Musiktheater | Szene

Wo Musik zur Handlung wird – und Szene zur Kunst


Die szenische Arbeit im Musiktheater bildet das Herzstück des Studiums. Hier verschmelzen Gesang, Schauspiel, Körper und Raum zu einer lebendigen Einheit. Von Beginn an stehen reale Rollen im Mittelpunkt: Figuren werden entwickelt, Situationen gestaltet, musikalische Strukturen dramatisch durchdrungen. Musik wird nicht nur gesungen – sie wird verkörpert.

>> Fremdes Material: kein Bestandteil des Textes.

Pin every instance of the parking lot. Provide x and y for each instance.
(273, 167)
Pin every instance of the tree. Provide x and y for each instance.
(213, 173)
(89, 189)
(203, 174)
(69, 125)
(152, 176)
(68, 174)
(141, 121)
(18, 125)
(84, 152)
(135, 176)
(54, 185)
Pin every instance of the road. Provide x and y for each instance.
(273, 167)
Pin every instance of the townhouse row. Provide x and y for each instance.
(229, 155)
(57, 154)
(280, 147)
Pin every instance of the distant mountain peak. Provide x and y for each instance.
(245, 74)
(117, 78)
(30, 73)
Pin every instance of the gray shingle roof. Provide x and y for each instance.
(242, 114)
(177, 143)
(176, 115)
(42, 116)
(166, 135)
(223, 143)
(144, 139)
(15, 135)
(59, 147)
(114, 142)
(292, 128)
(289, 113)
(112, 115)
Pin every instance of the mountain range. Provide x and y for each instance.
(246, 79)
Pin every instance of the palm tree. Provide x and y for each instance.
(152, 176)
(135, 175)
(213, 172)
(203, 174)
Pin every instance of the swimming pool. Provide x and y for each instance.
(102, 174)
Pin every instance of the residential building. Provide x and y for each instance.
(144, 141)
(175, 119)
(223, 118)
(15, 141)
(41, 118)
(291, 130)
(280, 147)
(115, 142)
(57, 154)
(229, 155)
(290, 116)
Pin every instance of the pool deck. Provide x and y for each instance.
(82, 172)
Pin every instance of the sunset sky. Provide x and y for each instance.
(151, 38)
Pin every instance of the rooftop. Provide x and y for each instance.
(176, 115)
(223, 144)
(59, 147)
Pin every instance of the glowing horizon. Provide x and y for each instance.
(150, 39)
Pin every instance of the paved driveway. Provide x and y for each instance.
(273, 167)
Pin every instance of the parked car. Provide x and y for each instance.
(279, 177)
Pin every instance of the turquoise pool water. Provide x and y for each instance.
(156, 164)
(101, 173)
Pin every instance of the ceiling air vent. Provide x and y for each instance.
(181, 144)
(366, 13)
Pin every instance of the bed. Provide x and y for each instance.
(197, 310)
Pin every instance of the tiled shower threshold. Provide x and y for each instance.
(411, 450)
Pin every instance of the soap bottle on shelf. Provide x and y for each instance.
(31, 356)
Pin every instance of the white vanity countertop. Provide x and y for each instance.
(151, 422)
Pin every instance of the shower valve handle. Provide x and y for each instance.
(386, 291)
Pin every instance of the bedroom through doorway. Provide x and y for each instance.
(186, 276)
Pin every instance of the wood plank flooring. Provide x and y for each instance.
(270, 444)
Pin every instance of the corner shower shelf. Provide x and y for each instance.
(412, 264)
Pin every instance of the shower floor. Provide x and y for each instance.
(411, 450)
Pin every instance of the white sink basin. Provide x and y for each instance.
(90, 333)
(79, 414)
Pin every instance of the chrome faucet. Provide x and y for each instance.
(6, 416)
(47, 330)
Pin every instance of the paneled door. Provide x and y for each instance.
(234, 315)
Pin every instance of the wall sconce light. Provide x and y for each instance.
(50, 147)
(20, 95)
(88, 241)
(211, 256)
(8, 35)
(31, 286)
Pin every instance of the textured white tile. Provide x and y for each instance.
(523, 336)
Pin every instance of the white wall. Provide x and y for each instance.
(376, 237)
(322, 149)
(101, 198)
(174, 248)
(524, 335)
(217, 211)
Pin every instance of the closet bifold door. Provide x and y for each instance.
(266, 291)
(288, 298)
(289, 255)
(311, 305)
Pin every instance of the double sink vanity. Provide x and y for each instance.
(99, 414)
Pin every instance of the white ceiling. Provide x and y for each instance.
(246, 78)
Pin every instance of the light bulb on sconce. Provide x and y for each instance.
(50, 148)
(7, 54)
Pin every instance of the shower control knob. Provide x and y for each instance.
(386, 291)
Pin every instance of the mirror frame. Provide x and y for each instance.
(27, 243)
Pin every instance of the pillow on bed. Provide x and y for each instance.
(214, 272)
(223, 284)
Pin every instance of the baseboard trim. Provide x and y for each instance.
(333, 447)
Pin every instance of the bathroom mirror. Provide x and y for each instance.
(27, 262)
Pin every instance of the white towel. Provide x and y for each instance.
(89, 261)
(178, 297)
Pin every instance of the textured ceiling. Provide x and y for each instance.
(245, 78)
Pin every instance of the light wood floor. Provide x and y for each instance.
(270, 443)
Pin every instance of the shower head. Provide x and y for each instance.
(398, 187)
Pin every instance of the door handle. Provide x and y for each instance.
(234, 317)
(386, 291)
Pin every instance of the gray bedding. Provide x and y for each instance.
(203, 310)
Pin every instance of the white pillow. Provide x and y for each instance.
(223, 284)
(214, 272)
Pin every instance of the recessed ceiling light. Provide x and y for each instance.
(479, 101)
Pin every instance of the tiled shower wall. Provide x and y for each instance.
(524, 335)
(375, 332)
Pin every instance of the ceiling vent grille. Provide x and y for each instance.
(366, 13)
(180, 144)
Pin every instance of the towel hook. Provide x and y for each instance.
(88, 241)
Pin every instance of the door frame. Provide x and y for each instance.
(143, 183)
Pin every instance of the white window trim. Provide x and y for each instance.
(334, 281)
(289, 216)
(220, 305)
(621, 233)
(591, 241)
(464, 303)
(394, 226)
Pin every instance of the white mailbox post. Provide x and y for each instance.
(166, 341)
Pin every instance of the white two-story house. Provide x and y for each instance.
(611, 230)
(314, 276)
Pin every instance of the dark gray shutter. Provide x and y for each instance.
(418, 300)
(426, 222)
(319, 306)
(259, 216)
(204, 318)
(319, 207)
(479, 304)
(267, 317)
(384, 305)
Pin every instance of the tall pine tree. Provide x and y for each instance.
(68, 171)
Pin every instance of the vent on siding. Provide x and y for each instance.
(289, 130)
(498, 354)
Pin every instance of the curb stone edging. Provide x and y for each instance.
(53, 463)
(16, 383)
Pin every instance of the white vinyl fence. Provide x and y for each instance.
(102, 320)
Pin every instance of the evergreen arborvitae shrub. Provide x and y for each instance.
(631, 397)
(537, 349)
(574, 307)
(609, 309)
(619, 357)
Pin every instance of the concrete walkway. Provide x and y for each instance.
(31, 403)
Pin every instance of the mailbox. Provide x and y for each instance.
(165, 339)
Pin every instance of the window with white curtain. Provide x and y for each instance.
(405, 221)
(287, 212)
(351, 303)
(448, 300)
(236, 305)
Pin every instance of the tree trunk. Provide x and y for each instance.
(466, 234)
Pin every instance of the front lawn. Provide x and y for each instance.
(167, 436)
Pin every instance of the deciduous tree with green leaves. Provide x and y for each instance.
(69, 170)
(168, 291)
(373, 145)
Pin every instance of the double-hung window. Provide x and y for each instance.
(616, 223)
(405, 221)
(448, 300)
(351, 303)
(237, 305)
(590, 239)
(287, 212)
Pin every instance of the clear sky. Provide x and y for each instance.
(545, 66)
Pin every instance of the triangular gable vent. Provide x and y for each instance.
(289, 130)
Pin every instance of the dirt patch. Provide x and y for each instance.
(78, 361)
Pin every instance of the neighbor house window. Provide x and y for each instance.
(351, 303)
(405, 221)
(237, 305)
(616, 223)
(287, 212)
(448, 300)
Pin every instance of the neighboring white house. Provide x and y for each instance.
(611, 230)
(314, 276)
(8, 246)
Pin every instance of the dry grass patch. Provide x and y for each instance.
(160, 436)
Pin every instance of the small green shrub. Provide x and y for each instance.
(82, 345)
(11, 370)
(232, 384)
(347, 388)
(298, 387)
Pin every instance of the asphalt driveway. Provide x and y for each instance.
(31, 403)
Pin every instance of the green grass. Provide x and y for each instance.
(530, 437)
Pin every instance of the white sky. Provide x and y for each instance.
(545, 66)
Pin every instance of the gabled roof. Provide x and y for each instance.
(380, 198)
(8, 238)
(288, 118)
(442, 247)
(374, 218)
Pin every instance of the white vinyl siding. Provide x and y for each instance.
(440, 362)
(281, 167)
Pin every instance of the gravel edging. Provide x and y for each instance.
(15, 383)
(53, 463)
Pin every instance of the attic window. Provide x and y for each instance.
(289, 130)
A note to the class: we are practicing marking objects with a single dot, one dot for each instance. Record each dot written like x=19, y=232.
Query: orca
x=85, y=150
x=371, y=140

Arbeiten unter echten Bedingungen
Im Studiotheater mit 150 Plätzen, moderner Bühnentechnik und Orchestergraben entstehen Produktionen unter professionellen Theaterbedingungen: mit Licht, Kostüm, Maske, Technik und Publikum. Die Studierenden sind Teil eines künstlerischen Gesamtprozesses und erleben, wie Musiktheater als Zusammenspiel aller Gewerke entsteht.
 

Praxis als künstlerische Schule
Jede Produktion fordert Ausdruckskraft, Präzision und Teamfähigkeit. Szenische Probenarbeit, musikalische Einstudierung und körperliche Präsenz greifen ineinander und formen eine eigenständige Bühnenpersönlichkeit.


Ziel
Die Entwicklung von Ausdruck, Präsenz und Authentizität. Eine individuelle szenisch-musikalische Sprache entsteht – getragen von künstlerischer Haltung und wachsender professioneller Reife.
 

Ansprechpartner*innen

Prof. Jochen Biganzoli

Prof. Jochen  Biganzoli
Foto: Volker Beinhorn

Professor für Musiktheater/Szene
Leitung Musiktheater/Szene

Beethovenhaus Belvedere

jochen.biganzoli(at)hfm-weimar.de

Jochen Biganzoli arbeitet seit 1999 als freischaffender Opernregisseur an nationalen und internationalen Bühnen, u. a. in Semperoper Dresden, Kongelige Teater Kopenhagen, Gran Teatre del Liceu Barcelona, Staatsoper Hamburg, Theater Lübeck, Staatstheater Meiningen, Staatstheater Augsburg, Oper Halle und Oper Leipzig. Immer gehören auch die Thüringer Theater in Altenburg, Gera, Eisenach und Meiningen zu den Stationen seiner Karriere. 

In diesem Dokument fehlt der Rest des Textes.